Richard Simmons DuPont Jr. (born October 5, 1968) is a postdigital American artist and educator whose installations, sculptures, paintings and prints examine the social implications of 21st century digital technology. He is a member of the Du Pont family.
He received an AB degree from the Departments of Visual Art and Art and Archeology at Princeton University in 1991. He has lived in New York City since 1991. He has been a member of the faculty at School of Visual Arts since 2015.[5]
Artistic practice
A pioneer in the field of Digital Art, Dupont began using scanners and 3D printing in 2002 to capture and replicate distorted images of his body. Dupont had his whole body scanned at a General Dynamics facility on The Wright-Patterson Air Force Base in 2004. Dupont's work examines the degree to which the primacy of the human gesture has been radically altered by the onset of digital technology.

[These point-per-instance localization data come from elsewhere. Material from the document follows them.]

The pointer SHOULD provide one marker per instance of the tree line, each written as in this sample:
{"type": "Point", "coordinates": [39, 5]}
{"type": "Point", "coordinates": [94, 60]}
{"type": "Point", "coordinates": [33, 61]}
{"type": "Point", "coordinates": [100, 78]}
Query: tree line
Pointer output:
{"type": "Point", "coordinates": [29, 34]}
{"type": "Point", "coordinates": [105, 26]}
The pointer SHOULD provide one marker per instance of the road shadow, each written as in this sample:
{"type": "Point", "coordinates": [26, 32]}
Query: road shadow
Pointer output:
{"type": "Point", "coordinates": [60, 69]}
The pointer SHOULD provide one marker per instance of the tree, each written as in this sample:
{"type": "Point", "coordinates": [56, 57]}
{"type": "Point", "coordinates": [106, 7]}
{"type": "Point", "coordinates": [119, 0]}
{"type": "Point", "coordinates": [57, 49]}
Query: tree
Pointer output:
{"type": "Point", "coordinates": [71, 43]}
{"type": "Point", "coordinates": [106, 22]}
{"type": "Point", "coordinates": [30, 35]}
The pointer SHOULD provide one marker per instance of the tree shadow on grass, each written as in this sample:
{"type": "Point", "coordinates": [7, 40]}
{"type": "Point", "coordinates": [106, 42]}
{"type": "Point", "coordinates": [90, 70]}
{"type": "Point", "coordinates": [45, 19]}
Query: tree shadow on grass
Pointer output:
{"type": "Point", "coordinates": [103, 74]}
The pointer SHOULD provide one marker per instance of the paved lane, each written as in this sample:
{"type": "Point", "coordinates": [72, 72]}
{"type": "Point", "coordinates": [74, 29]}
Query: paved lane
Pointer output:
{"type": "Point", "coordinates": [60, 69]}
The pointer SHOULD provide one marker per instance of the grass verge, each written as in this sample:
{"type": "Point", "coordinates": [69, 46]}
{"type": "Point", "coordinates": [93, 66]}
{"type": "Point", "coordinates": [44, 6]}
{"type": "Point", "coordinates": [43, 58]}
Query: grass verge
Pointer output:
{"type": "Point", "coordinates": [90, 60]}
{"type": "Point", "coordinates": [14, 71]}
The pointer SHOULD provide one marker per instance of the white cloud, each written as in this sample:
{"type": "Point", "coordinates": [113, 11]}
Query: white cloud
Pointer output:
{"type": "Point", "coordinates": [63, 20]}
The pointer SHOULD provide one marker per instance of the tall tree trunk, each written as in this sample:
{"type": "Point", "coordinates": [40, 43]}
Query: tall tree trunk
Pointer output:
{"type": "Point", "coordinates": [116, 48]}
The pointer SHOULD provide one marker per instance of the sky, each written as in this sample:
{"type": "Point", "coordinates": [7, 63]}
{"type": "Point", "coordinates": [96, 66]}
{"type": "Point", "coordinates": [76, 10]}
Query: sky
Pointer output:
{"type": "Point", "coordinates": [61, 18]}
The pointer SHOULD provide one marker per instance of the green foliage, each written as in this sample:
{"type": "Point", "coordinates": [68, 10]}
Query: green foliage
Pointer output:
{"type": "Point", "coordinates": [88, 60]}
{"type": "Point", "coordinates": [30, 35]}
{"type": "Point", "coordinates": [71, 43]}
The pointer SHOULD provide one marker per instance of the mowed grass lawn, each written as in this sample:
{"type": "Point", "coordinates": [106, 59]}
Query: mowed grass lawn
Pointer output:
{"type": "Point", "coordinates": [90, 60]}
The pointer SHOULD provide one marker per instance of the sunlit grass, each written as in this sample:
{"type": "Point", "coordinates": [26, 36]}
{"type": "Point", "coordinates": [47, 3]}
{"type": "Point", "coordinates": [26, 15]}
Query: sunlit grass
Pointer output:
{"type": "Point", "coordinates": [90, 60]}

He also uses his art to interrogate expressions of power and control, and to examine how anthropometry, the Victorian science of mapping the body, has morphed over the past century into biometrics.[6]
In 2024, Richard Dupont's work was included in Every Sound Is a Shape of Time: Selections from PAMM's Collection, curated by museum director Franklin Sirmans at the Pérez Art Museum Miami alongside the artworks by other sixteen artists from the institution's holdings.[10]